Catimba dos rivais, perda do Mineirão e jogadores improvisados podem atrapalhar campanha na Libertadores

Frederico Machado, iG Belo Horizonte |

Vipcomm
Eterno capitão, Piazza acredita que a perda do Mineirão pode atrapalhar na Libertadores
O Cruzeiro estreia nessa quarta-feira na Copa Libertadores, contra o Estudiantes. Essa é a quarta participação seguida do clube mineiro, que já tem tradição na competição continental (conquistou o torneio em duas oportunidades: 1976 e 1997).

A torcida se pergunta se o atual elenco tem condições de conquistar a América novamente e quais cuidados tomar durante a campanha. Para responder a tais perguntas, o iG entrevistou jogadores que já fizeram historia no torneio ao defender o clube mineiro.

O ex-atacante Evaldo, campeão em 1976, criticou o ataque do atual elenco. “Sempre esperamos que o Cruzeiro se apresente bem na Libertadores, mas estou com o pé atrás. O time precisa urgentemente de um centroavante. Mas a diretoria, não sei o por quê, não contratou. Precisa de um lateral-direito e não conseguiu. Quando você entra em uma competição com jogador improvisado (ele se refere a Pablo), é sinal que você não está querendo ganhar”, disse Evaldo, que não poupou críticas ao atual camisa 9 do Cruzeiro. “Wellington Paulista já não tem o domínio de bola que precisava ter, e ainda joga isolado. Assim, fica complicado.”
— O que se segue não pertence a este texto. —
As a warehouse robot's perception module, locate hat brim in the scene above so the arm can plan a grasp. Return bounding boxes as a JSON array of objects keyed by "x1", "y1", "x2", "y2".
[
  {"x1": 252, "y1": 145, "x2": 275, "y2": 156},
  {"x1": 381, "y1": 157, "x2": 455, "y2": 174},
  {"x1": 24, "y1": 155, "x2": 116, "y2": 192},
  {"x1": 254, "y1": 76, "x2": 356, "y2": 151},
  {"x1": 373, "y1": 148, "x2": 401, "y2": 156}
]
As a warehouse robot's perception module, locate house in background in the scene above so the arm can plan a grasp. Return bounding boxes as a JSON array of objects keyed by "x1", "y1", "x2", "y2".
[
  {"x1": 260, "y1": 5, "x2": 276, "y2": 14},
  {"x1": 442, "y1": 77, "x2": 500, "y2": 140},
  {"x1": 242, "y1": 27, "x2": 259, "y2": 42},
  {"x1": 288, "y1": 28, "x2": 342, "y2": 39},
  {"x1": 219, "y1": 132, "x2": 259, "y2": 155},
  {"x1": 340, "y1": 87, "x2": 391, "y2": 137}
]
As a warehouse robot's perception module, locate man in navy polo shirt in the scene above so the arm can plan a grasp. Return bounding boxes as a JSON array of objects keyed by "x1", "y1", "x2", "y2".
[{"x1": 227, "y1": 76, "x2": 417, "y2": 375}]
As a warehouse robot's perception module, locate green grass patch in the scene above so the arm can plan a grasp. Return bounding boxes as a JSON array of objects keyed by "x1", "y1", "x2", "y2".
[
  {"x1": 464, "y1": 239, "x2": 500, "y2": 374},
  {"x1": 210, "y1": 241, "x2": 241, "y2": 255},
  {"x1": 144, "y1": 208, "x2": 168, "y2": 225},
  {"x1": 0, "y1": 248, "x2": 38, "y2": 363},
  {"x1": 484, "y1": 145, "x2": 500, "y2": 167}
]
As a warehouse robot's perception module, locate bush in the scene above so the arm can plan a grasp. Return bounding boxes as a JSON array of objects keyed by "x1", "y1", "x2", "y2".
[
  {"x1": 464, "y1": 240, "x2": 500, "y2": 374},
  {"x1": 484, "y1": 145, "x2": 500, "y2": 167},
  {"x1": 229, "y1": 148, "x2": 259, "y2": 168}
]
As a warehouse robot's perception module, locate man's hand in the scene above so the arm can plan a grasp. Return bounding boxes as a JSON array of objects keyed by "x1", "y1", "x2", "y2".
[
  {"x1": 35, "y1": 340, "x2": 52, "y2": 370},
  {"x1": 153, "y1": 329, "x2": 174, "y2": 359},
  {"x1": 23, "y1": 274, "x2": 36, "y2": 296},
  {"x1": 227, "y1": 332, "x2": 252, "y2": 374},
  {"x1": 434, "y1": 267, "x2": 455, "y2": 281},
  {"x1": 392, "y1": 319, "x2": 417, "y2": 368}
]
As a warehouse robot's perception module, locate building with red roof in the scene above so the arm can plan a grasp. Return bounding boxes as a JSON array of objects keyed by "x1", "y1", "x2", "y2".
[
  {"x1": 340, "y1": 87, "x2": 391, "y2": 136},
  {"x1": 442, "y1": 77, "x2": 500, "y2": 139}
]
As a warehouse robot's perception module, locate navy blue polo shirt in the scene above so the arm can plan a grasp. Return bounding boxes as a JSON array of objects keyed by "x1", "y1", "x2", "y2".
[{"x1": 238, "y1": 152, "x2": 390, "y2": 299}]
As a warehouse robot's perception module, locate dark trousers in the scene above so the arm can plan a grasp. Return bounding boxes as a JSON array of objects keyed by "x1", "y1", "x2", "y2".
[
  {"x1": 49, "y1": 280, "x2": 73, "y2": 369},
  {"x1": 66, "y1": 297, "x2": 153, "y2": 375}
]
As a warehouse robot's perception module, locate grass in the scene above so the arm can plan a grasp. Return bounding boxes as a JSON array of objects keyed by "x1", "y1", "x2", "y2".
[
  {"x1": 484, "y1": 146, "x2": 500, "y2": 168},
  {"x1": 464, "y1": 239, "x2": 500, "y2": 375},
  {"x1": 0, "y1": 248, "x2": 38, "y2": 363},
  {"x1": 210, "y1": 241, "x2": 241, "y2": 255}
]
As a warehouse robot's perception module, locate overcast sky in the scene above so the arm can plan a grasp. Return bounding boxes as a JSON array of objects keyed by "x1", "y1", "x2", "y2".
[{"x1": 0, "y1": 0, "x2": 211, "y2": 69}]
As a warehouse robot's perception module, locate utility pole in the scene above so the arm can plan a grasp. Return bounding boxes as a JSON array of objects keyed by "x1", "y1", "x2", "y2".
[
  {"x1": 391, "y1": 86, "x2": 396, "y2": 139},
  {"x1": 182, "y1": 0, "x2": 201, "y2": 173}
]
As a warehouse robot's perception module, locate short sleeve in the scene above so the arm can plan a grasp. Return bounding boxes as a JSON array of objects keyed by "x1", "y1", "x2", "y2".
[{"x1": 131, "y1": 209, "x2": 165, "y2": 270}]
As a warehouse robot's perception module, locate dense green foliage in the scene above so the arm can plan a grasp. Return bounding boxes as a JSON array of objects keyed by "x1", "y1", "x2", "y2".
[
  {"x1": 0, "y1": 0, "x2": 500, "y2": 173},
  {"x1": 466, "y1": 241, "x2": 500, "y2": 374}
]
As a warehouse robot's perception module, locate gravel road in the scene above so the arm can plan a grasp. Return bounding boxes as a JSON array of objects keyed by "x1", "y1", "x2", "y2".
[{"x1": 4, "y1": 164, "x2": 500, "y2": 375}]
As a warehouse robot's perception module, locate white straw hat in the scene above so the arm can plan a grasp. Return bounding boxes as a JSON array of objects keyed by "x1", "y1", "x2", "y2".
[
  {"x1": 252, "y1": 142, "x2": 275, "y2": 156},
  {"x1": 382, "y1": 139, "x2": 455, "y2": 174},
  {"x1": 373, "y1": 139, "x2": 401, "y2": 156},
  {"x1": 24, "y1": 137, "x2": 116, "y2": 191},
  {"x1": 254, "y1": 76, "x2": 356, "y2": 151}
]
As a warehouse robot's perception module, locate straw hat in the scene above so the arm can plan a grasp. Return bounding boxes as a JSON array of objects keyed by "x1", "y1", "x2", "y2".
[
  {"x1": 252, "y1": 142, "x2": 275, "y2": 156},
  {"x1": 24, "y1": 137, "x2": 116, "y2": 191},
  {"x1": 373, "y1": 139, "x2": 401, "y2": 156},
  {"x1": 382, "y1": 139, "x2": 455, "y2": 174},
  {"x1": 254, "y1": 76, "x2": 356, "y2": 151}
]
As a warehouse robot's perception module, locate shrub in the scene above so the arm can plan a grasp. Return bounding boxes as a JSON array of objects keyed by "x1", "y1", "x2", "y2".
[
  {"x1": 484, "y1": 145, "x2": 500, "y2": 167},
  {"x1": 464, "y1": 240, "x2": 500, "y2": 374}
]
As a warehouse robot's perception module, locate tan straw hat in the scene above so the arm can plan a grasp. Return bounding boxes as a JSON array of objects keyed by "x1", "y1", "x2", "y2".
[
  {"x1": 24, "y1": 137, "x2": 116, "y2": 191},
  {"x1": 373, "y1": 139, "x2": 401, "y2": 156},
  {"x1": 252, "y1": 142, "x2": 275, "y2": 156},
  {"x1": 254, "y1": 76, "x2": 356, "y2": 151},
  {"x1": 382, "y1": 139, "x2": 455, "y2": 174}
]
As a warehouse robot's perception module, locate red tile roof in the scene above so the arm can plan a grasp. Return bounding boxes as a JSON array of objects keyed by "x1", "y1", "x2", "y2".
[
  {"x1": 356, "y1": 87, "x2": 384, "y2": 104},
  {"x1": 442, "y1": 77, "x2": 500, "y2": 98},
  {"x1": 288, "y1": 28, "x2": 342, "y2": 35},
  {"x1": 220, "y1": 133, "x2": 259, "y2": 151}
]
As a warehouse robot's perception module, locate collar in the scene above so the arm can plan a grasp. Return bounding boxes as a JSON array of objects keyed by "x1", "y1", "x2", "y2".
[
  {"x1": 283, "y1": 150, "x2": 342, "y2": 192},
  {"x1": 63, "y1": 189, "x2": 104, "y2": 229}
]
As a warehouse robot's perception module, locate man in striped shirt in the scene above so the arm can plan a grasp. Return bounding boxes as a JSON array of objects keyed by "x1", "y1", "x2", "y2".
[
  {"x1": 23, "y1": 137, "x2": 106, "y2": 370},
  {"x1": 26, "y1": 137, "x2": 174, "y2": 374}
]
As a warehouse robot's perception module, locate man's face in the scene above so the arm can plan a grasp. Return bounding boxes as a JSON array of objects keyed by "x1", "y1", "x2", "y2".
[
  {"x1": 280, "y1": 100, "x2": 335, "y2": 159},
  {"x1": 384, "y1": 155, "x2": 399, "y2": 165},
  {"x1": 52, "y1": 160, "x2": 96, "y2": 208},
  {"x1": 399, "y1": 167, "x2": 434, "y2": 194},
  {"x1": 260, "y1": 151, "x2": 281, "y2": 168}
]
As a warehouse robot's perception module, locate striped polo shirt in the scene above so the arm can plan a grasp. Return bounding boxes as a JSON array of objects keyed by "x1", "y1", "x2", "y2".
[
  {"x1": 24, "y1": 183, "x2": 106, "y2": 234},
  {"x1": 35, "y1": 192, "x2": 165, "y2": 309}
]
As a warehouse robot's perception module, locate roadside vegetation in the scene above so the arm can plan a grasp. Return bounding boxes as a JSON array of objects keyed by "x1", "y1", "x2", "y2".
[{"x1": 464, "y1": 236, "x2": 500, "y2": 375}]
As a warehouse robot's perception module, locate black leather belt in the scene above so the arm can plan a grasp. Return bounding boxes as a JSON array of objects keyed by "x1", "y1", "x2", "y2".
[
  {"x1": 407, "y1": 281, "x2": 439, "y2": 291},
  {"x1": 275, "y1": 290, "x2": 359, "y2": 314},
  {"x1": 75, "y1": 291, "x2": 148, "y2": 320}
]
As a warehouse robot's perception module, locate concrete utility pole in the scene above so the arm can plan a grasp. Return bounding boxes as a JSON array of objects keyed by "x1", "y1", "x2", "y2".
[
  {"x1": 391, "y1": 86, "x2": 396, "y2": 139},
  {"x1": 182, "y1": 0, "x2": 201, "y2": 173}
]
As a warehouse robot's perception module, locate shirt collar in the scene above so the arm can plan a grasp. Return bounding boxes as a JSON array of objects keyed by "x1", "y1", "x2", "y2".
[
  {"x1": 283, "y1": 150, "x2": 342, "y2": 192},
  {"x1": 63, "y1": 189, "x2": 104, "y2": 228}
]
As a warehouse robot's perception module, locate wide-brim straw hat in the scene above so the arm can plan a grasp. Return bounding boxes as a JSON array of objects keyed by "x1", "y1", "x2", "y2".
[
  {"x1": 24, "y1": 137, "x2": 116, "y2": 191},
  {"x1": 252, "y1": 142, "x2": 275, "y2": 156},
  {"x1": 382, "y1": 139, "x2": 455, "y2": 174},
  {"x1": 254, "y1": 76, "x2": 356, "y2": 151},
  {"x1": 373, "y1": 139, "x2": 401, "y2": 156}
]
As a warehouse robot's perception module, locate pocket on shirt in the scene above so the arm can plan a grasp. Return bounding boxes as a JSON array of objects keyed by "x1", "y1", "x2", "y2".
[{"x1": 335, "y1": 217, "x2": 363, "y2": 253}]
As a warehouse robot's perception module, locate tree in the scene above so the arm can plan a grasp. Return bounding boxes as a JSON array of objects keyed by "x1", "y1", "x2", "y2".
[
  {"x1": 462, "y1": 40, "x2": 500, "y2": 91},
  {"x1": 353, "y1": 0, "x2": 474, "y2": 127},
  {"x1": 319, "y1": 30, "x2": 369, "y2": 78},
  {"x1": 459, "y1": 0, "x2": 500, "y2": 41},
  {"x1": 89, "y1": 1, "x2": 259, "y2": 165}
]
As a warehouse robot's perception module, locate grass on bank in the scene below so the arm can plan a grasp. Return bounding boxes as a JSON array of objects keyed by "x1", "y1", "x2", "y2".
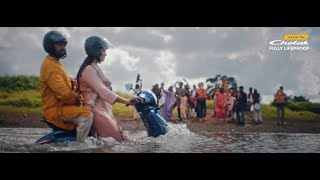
[{"x1": 0, "y1": 89, "x2": 320, "y2": 121}]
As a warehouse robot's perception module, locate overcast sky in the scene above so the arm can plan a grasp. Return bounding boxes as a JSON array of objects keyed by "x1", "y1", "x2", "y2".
[{"x1": 0, "y1": 27, "x2": 320, "y2": 102}]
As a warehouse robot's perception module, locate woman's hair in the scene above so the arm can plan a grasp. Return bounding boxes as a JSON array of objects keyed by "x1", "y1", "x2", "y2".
[{"x1": 77, "y1": 56, "x2": 94, "y2": 91}]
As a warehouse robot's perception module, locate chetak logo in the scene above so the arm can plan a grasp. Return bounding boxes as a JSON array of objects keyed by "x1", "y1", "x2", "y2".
[
  {"x1": 269, "y1": 34, "x2": 309, "y2": 50},
  {"x1": 270, "y1": 40, "x2": 309, "y2": 45}
]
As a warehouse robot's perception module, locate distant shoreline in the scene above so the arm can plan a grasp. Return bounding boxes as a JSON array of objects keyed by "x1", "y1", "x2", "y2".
[{"x1": 0, "y1": 113, "x2": 320, "y2": 135}]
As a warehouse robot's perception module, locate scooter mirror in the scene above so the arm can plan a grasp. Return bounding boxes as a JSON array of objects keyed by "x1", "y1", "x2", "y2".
[{"x1": 126, "y1": 83, "x2": 133, "y2": 91}]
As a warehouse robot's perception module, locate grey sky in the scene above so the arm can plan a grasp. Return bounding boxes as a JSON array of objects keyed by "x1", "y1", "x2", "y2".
[{"x1": 0, "y1": 27, "x2": 320, "y2": 102}]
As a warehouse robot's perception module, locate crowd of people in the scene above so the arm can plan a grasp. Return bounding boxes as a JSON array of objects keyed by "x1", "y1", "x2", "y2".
[{"x1": 143, "y1": 82, "x2": 287, "y2": 125}]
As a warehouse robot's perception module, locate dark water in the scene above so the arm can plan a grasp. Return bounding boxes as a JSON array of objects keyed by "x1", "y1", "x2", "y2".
[{"x1": 0, "y1": 124, "x2": 320, "y2": 153}]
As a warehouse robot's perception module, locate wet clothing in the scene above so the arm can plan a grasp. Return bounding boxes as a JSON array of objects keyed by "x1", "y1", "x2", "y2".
[
  {"x1": 39, "y1": 55, "x2": 91, "y2": 130},
  {"x1": 80, "y1": 63, "x2": 127, "y2": 141}
]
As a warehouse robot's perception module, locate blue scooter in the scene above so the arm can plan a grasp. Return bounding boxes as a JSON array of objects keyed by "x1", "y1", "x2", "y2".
[
  {"x1": 35, "y1": 74, "x2": 168, "y2": 144},
  {"x1": 126, "y1": 74, "x2": 168, "y2": 137}
]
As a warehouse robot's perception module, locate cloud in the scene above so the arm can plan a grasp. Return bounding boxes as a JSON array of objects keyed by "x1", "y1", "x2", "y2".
[{"x1": 0, "y1": 27, "x2": 320, "y2": 100}]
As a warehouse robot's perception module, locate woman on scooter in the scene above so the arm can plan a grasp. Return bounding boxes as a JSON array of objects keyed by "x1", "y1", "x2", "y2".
[{"x1": 77, "y1": 36, "x2": 131, "y2": 141}]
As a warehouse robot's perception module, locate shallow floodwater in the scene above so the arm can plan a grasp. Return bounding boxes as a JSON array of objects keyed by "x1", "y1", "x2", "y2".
[{"x1": 0, "y1": 123, "x2": 320, "y2": 153}]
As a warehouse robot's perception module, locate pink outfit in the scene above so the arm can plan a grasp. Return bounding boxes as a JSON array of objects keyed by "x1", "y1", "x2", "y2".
[
  {"x1": 79, "y1": 63, "x2": 127, "y2": 141},
  {"x1": 180, "y1": 96, "x2": 188, "y2": 119}
]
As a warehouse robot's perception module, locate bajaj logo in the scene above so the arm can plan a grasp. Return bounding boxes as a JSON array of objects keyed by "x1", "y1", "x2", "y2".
[{"x1": 269, "y1": 34, "x2": 309, "y2": 50}]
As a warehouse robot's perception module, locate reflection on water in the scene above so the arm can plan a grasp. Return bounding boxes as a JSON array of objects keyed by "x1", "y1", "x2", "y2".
[{"x1": 0, "y1": 123, "x2": 320, "y2": 153}]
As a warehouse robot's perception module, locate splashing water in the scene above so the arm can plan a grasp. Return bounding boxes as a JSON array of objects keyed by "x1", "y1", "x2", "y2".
[{"x1": 0, "y1": 123, "x2": 320, "y2": 153}]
O ex-zagueiro Procópio Cardoso, campeão da Taça Brasil em 1966 pelo Cruzeiro, disse que a defesa tem muito a melhorar. “Apesar de o Fábio ser um grande goleiro, a defesa deixa muito a desejar”, disse Procópio.

Já Dirceu Lopes, considerado um dos maiores craques da história do clube, espera que os erros de 2009 (quando o time foi vice-campeão, perdendo a final em casa) possam trazer lições ao elenco. “O Cruzeiro entrou na catimba dos argentinos em 2009 e perdeu um jogo ganho, dentro do Mineirão. Espero que tenha aprendido com isso.”

O ex-zagueiro Wilson Piazza, campeão do mundo com a seleção brasileira na Copa de 1970, e da Libertadores em 1976, pelo Cruzeiro, acredita que o time perde por não poder contar com o Mineirão, fechado para reformas. “O Cruzeiro vai sentir muita falta do Mineirão. Não só no aspecto financeiro, por conta da renda, mas no aspecto casa. O time perde muito do fator campo, fator torcida. Isso pode fazer a diferença. Aí está a importância da torcida empurrar o time em Sete Lagoas.”